Kemampuan untuk menyaksikan jejak
ilahi dalam segala sesuatu bukanlah hasil dari kecerdasan intelektual semata.
Ia tidak diperoleh dari bangku sekolah atau tumpukan buku, melainkan anugerah
yang lahir dari kesucian hati. Para sufi menyebut alat untuk memandang ini
sebagai bashirah, atau mata batin. Jika mata kepala (bashar) hanya mampu
menangkap bentuk, warna, dan dimensi fisik, maka bashirah mampu menembus
selubung itu untuk menyaksikan makna dan hakikat spiritual yang terkandung di
dalamnya.
Terbukanya bashirah adalah buah
dari perjuangan spiritual yang panjang dan sungguh sungguh (mujahadah). Ia adalah
hasil dari proses penyucian jiwa (tazkiyatun nafs), yaitu membersihkan hati
dari berbagai penyakit yang mengeruhkannya, seperti kesombongan, iri hati,
kebencian, dan terutama sekali cinta yang berlebihan terhadap dunia. Hati yang
dipenuhi oleh penyakit ini ibarat cermin yang kotor dan berkarat, ia tidak akan
mampu memantulkan cahaya kebenaran, sejelas apapun cahaya itu bersinar.
Seorang hamba yang ingin mata
hatinya terbuka harus terlebih dahulu memalingkan pandangan hatinya dari selain
Allah. Ia melatih dirinya untuk tidak terpesona oleh gemerlap dunia dan tidak
diperbudak oleh hawa nafsunya. Melalui zikir yang terus menerus dan tafakur
yang mendalam, ia memoles cermin hatinya hari demi hari. Sedikit demi sedikit,
karat kelalaian akan terkikis, dan noda noda dosa akan terhapus, hingga hatinya
kembali kepada fitrahnya yang suci dan bening.

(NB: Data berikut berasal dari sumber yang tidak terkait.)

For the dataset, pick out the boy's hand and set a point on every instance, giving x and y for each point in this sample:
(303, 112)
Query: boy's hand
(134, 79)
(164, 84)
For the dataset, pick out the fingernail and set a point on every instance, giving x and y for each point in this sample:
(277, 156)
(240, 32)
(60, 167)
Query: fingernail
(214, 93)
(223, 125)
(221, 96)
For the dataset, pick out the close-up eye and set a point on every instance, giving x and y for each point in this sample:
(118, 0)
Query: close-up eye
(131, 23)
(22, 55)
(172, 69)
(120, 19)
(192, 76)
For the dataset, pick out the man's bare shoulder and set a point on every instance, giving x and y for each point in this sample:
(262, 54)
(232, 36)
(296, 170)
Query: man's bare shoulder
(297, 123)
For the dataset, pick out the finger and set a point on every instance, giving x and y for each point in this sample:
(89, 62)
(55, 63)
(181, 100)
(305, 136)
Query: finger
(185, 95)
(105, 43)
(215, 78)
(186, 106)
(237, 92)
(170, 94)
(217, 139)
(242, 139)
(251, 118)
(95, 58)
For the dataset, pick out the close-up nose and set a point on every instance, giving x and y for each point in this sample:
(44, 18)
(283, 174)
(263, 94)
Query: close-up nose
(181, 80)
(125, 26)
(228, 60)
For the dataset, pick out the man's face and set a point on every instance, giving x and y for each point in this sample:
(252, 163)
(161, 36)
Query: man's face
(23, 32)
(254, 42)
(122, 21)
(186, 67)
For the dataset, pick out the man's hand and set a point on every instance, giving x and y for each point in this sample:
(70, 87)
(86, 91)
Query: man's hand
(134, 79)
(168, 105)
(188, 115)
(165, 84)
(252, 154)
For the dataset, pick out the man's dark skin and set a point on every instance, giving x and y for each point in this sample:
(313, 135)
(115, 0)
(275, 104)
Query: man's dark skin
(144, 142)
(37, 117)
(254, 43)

Ketika bashirah telah terbuka,
maka pandangan seorang hamba akan berubah total. Ia tidak lagi melihat dunia
sebagai entitas yang berdiri sendiri, melainkan sebagai bayang bayang dari
Hakikat Yang Sejati. Ia melihat kuasa Allah bekerja di balik setiap sebab
akibat. Ia menyaksikan rahmat Nya tersembunyi di dalam setiap ujian. Pandangan
inilah yang melahirkan ketenangan abadi, karena ia tahu bahwa di balik segala
yang terjadi, ada tangan Sang Kekasih yang senantiasa mengatur dengan penuh
kebijaksanaan dan cinta.
Apa yang sesungguhnya disaksikan
oleh seorang arif di alam semesta? Para sufi menyebutnya sebagai tajalli, atau
penampakan sifat sifat dan nama nama (asma wa sifat) Allah pada makhluk Nya. Allah,
dalam Dzat Nya, tidak dapat dijangkau oleh akal maupun indera. Namun, Ia
memperkenalkan diri Nya melalui manifestasi sifat sifat Nya di alam semesta.

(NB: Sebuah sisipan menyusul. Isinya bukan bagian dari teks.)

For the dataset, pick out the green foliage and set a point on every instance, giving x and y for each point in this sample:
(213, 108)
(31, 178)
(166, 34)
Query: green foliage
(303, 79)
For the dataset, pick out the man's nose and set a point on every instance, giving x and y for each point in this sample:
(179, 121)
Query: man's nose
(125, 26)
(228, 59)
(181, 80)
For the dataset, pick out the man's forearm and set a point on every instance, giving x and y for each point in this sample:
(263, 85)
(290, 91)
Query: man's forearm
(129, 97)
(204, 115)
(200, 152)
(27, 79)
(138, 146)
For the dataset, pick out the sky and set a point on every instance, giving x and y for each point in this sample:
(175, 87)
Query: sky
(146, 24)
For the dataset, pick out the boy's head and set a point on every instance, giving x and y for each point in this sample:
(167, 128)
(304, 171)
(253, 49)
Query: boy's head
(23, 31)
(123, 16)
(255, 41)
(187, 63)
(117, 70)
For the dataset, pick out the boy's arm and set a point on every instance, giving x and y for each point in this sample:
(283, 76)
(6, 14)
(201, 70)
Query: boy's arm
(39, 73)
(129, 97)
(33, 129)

Seluruh ciptaan, dari yang terkecil hingga yang terbesar, adalah panggung bagi
tajalli ilahi.
Setiap nama Allah (asmaul husna)
memiliki penampakan di alam ini. Sifat Ar Rahman (Yang Maha Pengasih)
bertajalli pada sinar matahari yang menghangatkan semua makhluk tanpa
terkecuali, pada air hujan yang menyuburkan bumi, dan pada kasih sayang seorang
ibu kepada anaknya. Sifat Al Mushawwir (Yang Maha Membentuk Rupa) bertajalli
pada keanekaragaman bentuk dan warna makhluk, dari corak sayap kupu kupu hingga
sidik jari manusia yang unik.
Seorang salik (pejalan spiritual)
dalam perjalanannya belajar untuk mengenali tajalli ini. Awalnya, ia mungkin
hanya melihatnya pada fenomena alam yang dahsyat seperti petir atau badai, yang
menunjukkan tajalli jalal (keagungan dan keperkasaan). Namun seiring dengan
meningkatnya kejernihan batinnya, ia mulai mampu melihat tajalli jamal
(keindahan dan kelembutan) pada hal hal yang paling sederhana sekalipun,
seperti senyuman seorang anak kecil atau mekarnya kuncup bunga di pagi hari.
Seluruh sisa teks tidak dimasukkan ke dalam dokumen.